The Pure and the Impure
- Author: Colette
- Original title: Le Pur et l'impur and Ces Plaisirs
- Translator: Edith Daily
- Language: French
- Publisher: J. Ferenczi & fils
- Publication date: 1932
- Publication place: France
- Published in English: 1933
- Pages: 258

= The Pure and the Impure =

1932 novel by Colette

The Pure and the Impure (Le Pur et l'impur) is a 1932 novel by the French writer Colette. It consists of a series of conversations about sex, gender and attraction.

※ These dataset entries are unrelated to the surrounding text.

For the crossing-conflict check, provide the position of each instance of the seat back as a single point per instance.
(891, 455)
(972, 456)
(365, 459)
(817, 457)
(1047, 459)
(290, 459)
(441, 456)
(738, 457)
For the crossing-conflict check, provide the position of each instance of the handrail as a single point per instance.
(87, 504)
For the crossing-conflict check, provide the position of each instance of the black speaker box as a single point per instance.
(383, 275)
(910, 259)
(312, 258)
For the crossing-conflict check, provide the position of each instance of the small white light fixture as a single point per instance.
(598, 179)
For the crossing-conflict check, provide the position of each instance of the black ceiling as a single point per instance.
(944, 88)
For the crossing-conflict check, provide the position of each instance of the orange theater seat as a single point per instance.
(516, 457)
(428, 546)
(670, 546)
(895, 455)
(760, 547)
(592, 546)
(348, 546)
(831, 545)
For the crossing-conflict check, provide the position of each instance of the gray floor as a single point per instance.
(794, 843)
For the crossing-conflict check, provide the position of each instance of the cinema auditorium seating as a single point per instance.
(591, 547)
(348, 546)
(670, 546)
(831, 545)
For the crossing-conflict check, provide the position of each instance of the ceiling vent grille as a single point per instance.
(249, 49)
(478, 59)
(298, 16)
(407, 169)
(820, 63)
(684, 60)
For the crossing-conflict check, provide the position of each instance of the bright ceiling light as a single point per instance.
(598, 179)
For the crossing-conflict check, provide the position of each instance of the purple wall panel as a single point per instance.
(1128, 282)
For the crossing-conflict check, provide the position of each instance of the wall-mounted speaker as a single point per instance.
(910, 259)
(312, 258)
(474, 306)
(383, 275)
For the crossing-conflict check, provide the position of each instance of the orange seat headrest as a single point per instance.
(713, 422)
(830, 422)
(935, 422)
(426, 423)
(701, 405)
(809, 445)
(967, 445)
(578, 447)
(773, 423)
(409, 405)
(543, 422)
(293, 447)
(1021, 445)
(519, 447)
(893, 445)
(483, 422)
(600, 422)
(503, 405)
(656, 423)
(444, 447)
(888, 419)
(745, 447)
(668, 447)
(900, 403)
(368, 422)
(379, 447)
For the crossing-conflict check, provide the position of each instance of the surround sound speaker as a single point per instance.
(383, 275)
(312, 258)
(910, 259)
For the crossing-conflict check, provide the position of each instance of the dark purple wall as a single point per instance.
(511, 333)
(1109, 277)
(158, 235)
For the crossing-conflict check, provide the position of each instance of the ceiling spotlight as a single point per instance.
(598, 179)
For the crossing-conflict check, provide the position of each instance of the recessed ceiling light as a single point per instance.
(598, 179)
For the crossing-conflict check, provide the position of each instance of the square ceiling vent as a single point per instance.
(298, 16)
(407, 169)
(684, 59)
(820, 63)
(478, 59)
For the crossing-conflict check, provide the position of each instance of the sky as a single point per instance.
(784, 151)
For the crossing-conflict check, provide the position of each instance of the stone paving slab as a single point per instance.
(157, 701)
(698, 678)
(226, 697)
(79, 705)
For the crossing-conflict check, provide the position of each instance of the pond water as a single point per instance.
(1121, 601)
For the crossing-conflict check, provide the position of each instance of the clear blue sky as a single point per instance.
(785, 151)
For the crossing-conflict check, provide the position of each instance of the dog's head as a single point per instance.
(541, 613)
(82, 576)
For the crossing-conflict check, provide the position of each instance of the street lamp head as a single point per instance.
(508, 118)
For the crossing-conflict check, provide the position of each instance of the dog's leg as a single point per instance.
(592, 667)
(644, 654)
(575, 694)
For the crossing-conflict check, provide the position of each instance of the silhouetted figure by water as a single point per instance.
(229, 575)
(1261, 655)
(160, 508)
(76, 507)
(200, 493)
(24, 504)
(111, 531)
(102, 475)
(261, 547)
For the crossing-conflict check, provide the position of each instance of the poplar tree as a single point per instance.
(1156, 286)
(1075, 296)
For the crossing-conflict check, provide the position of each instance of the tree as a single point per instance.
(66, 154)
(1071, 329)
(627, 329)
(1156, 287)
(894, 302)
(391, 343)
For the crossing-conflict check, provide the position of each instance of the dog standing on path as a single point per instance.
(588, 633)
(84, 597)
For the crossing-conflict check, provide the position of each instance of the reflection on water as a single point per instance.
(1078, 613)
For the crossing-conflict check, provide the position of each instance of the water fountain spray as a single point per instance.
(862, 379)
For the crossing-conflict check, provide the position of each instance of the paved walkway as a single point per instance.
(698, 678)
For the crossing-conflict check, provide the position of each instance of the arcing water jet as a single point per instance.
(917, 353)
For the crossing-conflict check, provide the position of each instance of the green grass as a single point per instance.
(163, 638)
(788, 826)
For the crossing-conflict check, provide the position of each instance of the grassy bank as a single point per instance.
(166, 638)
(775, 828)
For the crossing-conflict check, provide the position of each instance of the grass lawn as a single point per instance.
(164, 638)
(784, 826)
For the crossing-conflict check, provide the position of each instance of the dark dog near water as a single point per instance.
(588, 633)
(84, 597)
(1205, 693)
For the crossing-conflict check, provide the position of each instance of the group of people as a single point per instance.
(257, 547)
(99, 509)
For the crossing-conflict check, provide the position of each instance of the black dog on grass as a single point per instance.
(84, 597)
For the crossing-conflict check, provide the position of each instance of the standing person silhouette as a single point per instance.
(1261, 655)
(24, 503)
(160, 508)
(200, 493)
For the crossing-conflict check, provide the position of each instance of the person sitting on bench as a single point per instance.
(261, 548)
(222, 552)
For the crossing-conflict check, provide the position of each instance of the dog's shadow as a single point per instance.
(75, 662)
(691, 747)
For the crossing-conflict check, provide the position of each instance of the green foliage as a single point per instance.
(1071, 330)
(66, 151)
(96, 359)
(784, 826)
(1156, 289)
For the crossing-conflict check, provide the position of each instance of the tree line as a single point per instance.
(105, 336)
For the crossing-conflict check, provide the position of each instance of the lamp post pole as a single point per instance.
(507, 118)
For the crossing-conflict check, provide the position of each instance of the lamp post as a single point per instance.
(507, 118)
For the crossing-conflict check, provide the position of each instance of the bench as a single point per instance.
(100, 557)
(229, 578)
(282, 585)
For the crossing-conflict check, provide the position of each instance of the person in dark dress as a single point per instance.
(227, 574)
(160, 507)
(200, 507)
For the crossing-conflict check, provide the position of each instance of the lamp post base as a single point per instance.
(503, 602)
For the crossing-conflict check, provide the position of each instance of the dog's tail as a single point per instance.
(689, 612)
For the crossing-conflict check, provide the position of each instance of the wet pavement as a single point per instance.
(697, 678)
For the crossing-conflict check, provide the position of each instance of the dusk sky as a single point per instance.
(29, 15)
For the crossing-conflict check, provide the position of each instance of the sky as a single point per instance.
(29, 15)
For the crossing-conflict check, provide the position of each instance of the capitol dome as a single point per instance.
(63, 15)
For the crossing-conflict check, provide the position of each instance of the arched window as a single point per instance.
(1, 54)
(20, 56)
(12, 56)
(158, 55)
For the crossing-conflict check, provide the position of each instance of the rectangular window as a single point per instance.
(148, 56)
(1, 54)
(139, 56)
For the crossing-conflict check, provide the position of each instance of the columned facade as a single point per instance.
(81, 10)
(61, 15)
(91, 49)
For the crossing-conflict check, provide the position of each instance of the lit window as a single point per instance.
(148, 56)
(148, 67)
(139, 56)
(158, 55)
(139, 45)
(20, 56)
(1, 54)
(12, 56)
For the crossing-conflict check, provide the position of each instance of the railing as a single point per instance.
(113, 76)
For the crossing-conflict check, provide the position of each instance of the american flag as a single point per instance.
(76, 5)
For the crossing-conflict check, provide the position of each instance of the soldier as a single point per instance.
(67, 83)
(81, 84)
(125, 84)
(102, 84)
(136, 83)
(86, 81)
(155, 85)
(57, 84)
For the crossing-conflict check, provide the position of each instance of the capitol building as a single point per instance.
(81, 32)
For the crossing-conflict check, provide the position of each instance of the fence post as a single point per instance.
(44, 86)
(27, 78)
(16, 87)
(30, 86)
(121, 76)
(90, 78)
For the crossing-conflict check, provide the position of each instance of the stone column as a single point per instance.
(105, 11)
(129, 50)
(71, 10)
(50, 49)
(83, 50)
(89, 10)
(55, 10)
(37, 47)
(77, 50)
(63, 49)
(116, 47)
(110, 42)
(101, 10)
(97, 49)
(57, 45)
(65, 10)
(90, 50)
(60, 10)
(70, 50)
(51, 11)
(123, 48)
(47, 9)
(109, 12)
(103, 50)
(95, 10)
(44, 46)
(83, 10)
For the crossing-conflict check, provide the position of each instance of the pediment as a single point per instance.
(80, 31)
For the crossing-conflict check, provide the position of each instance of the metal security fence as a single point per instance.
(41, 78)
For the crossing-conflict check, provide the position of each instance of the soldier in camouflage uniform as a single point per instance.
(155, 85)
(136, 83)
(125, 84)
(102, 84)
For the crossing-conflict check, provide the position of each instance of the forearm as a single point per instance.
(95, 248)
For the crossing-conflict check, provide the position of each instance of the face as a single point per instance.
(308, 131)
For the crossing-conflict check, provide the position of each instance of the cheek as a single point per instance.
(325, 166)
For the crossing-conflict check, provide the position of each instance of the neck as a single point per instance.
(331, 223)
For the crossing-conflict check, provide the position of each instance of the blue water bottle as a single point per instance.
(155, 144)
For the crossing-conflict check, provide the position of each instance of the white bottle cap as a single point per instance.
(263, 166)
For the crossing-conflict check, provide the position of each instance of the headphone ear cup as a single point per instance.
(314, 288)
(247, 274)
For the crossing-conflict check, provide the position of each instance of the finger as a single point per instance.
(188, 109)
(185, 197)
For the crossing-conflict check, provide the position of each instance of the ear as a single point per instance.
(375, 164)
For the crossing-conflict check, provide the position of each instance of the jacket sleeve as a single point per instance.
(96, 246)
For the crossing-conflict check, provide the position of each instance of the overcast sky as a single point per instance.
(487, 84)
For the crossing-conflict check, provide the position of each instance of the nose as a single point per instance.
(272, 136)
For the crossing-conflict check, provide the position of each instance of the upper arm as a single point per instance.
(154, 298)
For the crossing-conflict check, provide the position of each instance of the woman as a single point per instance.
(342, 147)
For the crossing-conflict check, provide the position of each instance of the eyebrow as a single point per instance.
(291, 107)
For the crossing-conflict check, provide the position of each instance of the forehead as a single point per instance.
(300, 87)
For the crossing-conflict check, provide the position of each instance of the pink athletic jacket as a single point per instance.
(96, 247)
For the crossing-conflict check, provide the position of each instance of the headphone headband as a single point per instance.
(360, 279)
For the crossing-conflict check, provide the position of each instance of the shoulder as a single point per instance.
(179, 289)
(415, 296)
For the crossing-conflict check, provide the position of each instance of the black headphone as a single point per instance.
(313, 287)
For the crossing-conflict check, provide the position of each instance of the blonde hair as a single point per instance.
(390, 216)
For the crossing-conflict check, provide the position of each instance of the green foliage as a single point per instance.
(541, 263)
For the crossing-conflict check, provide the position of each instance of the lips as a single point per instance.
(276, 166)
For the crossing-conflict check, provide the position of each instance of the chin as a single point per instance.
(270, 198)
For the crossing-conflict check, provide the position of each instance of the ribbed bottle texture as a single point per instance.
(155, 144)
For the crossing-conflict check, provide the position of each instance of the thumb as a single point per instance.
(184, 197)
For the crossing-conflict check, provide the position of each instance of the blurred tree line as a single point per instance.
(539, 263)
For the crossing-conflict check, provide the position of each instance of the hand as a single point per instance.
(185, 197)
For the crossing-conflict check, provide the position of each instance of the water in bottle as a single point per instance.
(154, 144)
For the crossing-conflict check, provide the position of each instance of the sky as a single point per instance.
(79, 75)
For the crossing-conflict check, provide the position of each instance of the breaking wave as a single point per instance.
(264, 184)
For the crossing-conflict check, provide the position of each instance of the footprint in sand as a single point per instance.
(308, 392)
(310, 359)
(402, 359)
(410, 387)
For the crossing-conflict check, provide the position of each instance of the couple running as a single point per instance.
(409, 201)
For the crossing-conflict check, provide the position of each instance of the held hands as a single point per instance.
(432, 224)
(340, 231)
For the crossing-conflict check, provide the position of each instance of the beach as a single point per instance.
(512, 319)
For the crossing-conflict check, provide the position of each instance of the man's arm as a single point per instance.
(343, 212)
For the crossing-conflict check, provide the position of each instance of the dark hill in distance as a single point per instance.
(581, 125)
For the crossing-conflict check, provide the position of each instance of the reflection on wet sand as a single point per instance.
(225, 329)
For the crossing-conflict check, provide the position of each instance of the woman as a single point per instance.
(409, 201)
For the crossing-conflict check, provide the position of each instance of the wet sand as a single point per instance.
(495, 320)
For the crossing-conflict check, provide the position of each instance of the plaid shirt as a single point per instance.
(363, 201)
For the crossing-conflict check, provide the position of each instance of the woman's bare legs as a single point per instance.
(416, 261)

Colette considered it her best book, and described it as "the nearest I shall ever come to writing an autobiography".

==Publication==
A version of the book was first published as Ces plaisirs... ("These pleasures") in 1932. In 1941 a substantially revised version was published as Le Pur et l'impur, which was the title Colette originally had thought of for the book.

==Reception==
Margaret Wallace of The New York Times wrote: "On the whole, The Pure and the Impure presents a mildly interesting collection of case histories, and some of the generalizations Colette is tempted to draw from them are provocative in the highest degree. But the effect of the book, on the whole, is rather empty. Except as a collection of anecdotes of uneven quality, it lacks excuse for being; and Colette emerges in it less as the philosopher of love she has always seemed to be than as an industrious reporter of love affairs."